# Rubrix Cookbook

Yeah, you heard it right! Not a cheatsheet, but a cookbook. A notebook of recipes. 

In this quick guide, we are going to show you how easy can Rubrix be used side by side with some of the most popular AI Python libraries. Rubrix is *agnostic*, it can be used  with any library or framework, no need to implement any interface or modify your existing toolbox and workflows. With these few example you will be able to start loging and exploring your data for any of these libraries with just a glance, and maybe pick up some inspiration if your library of choice is not in this list.

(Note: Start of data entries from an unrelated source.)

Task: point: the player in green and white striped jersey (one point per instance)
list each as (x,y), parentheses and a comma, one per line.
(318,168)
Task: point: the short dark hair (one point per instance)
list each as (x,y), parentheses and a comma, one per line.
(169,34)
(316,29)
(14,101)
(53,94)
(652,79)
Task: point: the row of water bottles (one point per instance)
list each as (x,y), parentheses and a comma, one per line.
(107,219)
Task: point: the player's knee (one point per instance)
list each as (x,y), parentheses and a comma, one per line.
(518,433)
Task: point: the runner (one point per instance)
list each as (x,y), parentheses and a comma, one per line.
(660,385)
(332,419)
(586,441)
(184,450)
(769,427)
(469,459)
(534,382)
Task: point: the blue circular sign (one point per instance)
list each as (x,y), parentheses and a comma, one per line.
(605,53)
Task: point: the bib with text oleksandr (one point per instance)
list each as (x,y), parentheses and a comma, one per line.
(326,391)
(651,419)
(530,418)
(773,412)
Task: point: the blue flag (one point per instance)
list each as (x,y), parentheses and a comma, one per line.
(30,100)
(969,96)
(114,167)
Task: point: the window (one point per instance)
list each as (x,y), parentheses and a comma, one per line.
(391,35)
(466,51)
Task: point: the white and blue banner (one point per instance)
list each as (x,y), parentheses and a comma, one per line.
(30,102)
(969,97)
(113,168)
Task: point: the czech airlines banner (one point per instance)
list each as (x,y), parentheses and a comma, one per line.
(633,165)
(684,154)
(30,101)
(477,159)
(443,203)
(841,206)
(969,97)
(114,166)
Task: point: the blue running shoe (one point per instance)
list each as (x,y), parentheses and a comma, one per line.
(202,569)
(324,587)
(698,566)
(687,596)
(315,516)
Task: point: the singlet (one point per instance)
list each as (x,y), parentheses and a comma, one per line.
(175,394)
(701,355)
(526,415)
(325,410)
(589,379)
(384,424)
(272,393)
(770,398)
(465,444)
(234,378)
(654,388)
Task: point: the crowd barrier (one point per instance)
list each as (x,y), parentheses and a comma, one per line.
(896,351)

If you miss one AI library in this list, tell us about it at [our Github forum](https://github.com/recognai/rubrix/discussions).

## HuggingFace Transformers

HuggingFace has given to the NLP community many useful tools, and with HuggingFace Transformers is easier than ever. With a few lines of code we can take a Transformer model from their hub, start making some predictions and then log them into Rubrix.

### Text Classification

In [1]:
import rubrix as rb
from transformers import pipeline

# We define our HuggingFace Pipeline
classifier = pipeline(
        "zero-shot-classification",
        model="typeform/squeezebert-mnli",
        framework="pt",
    )
    
# Choosing our input
text_input = "I love watching rock climbing competitions!"

# Making the prediction
prediction = classifier(
    text_input,
    candidate_labels=[
        "politics",
        "sports",
        "technology",
    ],
    hypothesis_template="This text is about {}.",
)

# Creating a record object to log into rubrix.
record = rb.TextClassificationRecord(
    inputs={"text": prediction["sequence"]},
    prediction=list(zip(prediction["labels"], prediction["scores"])),
    prediction_agent="https://huggingface.co/typeform/squeezebert-mnli",
)

# Logging into Rubrix
rb.log(records=record, name="zeroshot-topic-classifier")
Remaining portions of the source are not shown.